The CPAC right apparently suspects the Liberals are secret socialists. Moderates were largely routed in May by independents seeking sensible climate action and an integrity commission. But some inside the Liberal party seem to think the response to this is that all remaining moderates should be cancelled. Go figure.

So Dutton has a leadership model. But the collective values the leader referenced on Sky, the values he framed as paving stones on the road back to power, remain works in progress.

While Dutton regroups, the government accelerates towards its first budget. Anthony Albanese faces a different kind of definitional wedge. The prime minister is squeezed between an election promise and the fiscal recklessness of stage-three tax cuts funded by borrowing.

Albanese knows the risks, in other words. But he has licensed Jim Chalmers to go out and expand the political space for overhauling the stage-three tax cuts, a pivot the treasurer has been executing for just over a week. With the stage-three flip frenzy in full swing, Albanese took days to appear publicly this week, but a range of Labor players bobbed up expressing concern about the political risks of broken promises.

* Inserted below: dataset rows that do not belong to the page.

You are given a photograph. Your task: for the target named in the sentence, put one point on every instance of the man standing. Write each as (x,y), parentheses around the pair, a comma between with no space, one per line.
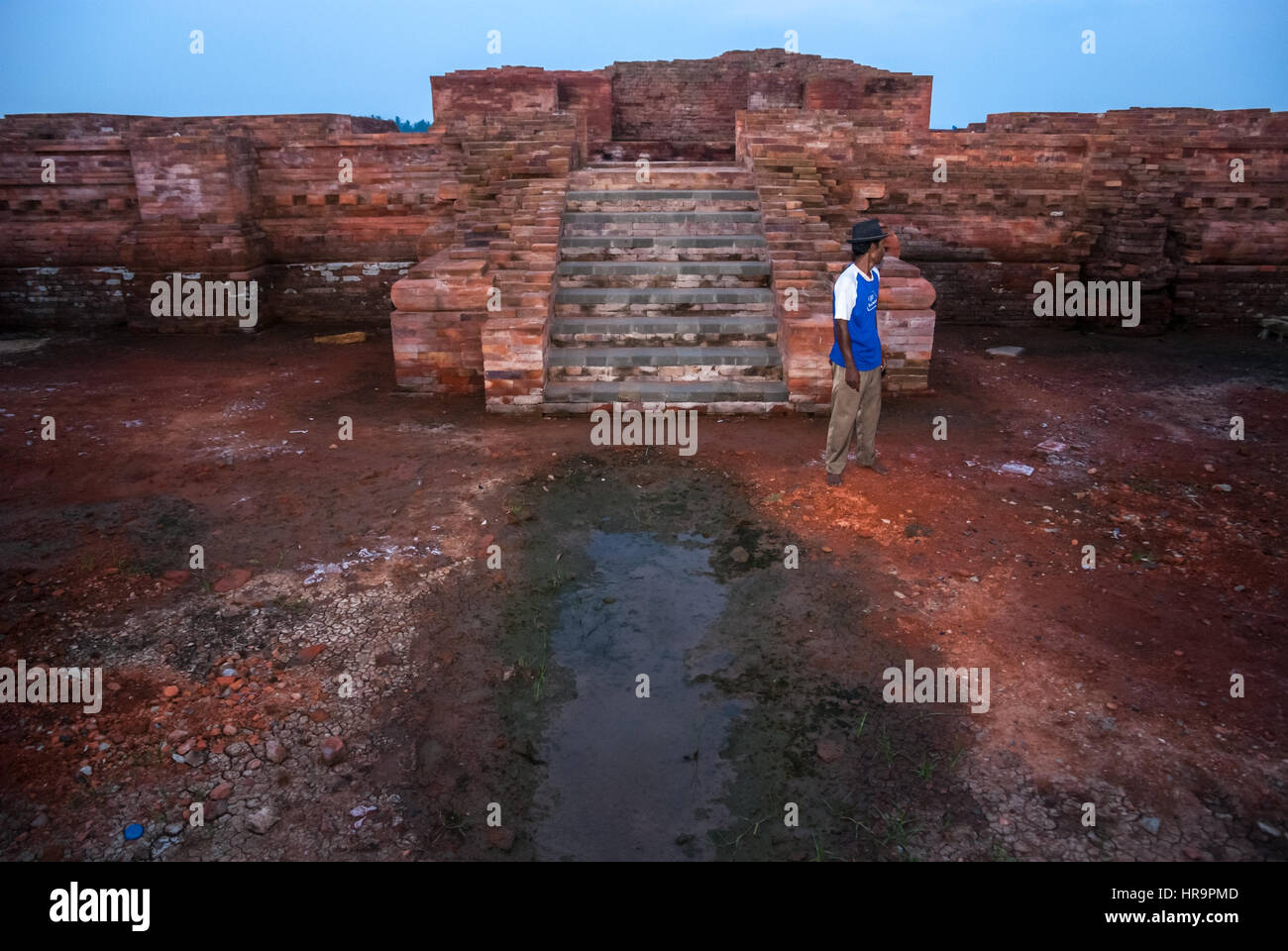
(858,363)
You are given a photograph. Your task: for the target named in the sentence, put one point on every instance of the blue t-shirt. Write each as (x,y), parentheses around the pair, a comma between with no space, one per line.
(854,299)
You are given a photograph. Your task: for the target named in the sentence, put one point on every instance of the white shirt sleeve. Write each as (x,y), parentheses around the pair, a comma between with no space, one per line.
(845,298)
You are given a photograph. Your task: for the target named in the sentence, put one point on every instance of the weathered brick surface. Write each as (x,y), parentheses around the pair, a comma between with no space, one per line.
(138,197)
(1136,195)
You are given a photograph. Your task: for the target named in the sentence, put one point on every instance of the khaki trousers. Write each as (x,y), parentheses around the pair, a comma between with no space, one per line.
(853,410)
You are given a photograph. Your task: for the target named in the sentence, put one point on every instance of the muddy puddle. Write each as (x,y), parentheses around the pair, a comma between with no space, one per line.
(632,570)
(634,768)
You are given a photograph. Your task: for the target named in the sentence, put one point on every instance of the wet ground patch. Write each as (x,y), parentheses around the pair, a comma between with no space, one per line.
(675,578)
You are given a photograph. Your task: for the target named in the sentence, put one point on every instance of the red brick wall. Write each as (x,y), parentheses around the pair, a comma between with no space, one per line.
(1128,195)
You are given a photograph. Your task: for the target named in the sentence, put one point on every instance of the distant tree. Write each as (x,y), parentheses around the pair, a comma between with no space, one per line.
(406,124)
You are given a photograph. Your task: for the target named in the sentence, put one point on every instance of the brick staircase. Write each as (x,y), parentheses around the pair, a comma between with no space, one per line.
(662,292)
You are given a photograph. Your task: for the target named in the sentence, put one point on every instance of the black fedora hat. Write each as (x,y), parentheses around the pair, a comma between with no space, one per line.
(867,230)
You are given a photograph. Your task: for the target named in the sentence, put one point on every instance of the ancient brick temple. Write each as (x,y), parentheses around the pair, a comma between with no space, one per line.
(533,260)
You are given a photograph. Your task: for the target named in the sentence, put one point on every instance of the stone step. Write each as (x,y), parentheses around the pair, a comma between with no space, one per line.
(664,200)
(664,273)
(664,248)
(645,193)
(662,175)
(655,223)
(613,364)
(588,302)
(666,356)
(664,330)
(726,390)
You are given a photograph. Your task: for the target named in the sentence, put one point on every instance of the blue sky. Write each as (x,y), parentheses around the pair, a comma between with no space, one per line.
(376,55)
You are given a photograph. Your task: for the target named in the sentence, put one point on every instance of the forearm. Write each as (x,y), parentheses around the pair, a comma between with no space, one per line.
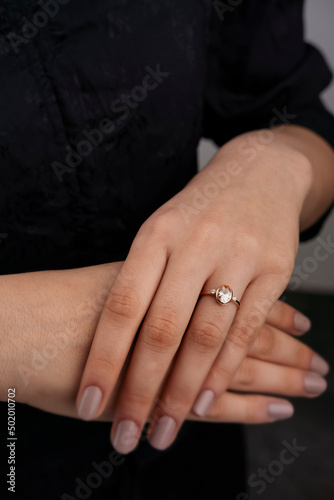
(47,323)
(296,156)
(321,157)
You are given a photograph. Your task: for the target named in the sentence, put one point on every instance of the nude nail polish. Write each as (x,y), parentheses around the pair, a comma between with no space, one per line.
(125,439)
(319,365)
(280,411)
(314,384)
(162,433)
(90,402)
(203,403)
(301,323)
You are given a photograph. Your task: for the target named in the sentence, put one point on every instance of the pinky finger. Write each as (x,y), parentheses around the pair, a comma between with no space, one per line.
(247,409)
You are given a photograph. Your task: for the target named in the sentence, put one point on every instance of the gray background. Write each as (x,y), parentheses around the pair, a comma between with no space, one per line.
(319,21)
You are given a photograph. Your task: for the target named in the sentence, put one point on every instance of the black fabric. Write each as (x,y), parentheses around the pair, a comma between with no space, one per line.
(221,78)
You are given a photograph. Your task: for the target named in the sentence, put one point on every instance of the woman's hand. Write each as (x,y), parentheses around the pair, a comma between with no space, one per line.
(235,223)
(278,364)
(48,323)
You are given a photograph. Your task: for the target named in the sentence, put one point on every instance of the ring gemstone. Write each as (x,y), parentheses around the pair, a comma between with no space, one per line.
(224,295)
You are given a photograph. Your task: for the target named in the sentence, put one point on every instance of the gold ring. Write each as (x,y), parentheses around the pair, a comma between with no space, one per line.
(223,295)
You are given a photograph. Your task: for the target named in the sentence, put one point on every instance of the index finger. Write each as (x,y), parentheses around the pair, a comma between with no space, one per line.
(123,312)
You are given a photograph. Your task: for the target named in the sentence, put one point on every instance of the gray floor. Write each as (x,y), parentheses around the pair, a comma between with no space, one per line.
(311,475)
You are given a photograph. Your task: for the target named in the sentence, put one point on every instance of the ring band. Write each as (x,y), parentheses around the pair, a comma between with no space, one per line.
(223,295)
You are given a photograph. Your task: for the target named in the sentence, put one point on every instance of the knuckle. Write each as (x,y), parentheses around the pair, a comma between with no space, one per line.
(205,337)
(252,410)
(102,363)
(246,375)
(123,305)
(241,336)
(247,241)
(175,403)
(220,376)
(206,232)
(160,332)
(265,342)
(136,400)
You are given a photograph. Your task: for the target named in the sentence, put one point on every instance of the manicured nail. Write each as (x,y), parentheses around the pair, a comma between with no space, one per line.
(125,439)
(203,403)
(319,365)
(314,384)
(280,411)
(302,323)
(90,403)
(162,433)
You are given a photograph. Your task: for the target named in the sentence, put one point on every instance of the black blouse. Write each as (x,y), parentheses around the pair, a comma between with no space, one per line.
(102,106)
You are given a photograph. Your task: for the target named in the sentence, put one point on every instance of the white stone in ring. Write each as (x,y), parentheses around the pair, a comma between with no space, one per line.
(224,295)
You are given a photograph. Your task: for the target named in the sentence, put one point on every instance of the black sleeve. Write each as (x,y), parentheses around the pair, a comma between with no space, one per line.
(262,73)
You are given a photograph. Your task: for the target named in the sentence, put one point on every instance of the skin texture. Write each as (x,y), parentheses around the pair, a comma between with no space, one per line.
(244,233)
(45,344)
(184,345)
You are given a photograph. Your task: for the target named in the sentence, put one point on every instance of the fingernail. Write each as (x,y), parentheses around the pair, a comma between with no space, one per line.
(314,384)
(302,323)
(125,439)
(89,403)
(162,433)
(319,365)
(203,403)
(280,411)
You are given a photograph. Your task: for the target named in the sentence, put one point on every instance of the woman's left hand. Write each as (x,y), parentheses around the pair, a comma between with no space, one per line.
(236,223)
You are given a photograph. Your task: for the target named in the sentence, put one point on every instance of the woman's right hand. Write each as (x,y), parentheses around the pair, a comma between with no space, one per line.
(47,325)
(277,364)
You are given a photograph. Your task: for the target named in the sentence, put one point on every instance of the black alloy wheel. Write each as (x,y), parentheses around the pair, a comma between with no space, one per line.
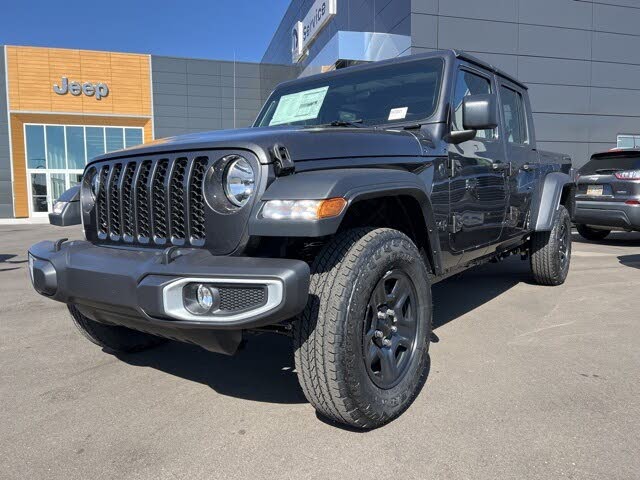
(389,340)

Chalmers is a clear communicator, and a bunch of respectable people have helped his efforts to get voters focused on the downside risks and costs of sticking with the status quo this week, from the former Reserve Bank governor Bernie Fraser to the Liberal MP Bridget Archer. But this remains high-wire stuff.

Over a long life in politics, Albanese has undergone a number of definitional transitions. Student activist to factional player in the organisational wing. Backroom to parliament. Backbench to frontbench. Outsider to leader. Tory fighter to safe change. New prime minister who keeps his election promises.

Right now, Albanese is assessing whether the prime minister who keeps promises can also amend them without killing the government.